Como se ha mencionado en esta revista anteriormente, durante la época de los 80 y 90 las publicaciones especializadas enfocaban las obras, a la hora de analizarlas, como una suerte de juguetes electrónicos, como quien realiza una review de las funcionalidades de un teléfono móvil, en vez de como obras artísticas. Hoy en día esto cada vez se subvierte en mayor medida y, conceptualmente, los videojuegos superan con mayor soltura que nunca las barreras que se les imponen para alcanzar indiscutiblemente el estatus de arte, pero mantienen un lastre muy pesado desde sus inicios que sí comparten con el mundo puramente tecnológico: la obsolescencia programada. Como las bombillas. No es que la semana que viene compres el rpg más esperado del momento —hablo, por supuesto, de Atelier Sophie 2— y dentro de exactamente cuatro años, dos meses y tres días la tarjeta deje de funcionar y explote en pedazos sino que, para entonces, Nintendo probablemente sacará otra consola y dejará de fabricar su estandarte actual.
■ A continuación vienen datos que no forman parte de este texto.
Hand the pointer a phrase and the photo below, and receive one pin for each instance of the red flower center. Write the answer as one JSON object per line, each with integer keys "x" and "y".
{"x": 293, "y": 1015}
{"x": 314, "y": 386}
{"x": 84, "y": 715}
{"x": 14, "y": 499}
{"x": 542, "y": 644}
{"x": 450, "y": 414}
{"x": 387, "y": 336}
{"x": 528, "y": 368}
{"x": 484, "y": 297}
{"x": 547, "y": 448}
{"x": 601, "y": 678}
Esta última será cada vez más difícil de conseguir, así como sus repuestos, dejarán de estrenarse juegos para la misma o de actualizarse los que ya hayan aparecido y llegará, eventualmente, un momento, totalmente previsto por la compañía y, consecuentemente, los usuarios, en el que tendrás sí o sí que pasarte a la siguiente plataforma si quieres jugar a un posible Atelier Sophie 3 —que será por Ateliers, a todo esto—. Esto ha sido así desde la primera generación de consolas. Nintendo 64 sustituyó a Super Nintendo, Master System quedó abandonada en favor de Mega Drive y con Playstation 4 se dejó atrás a Playstation 3. Y lo habitual, salvo honrosos casos como Nintendo DS y Game Boy Advance, es que en el nuevo modelo no puedas disfrutar de los títulos de su predecesor. El videojuego es un mundo totalmente ligado a la evolución y al desarrollo tecnológico, a lo que se le ha sumado la obsolescencia percibida por el público, pues las masas quieren ir a la última y retroalimentan a su vez la, en inicio, no tan necesaria iniciativa de las empresas por la vanguardia del diseño y desarrollo. La carrera ultracapitalista del hardware por conseguir cada pocos años una máquina más potente o, en el caso de la compañía de Kioto, más original que sus predecesoras, impide al videojuego tener una preservación equiparable al del resto de artes similares.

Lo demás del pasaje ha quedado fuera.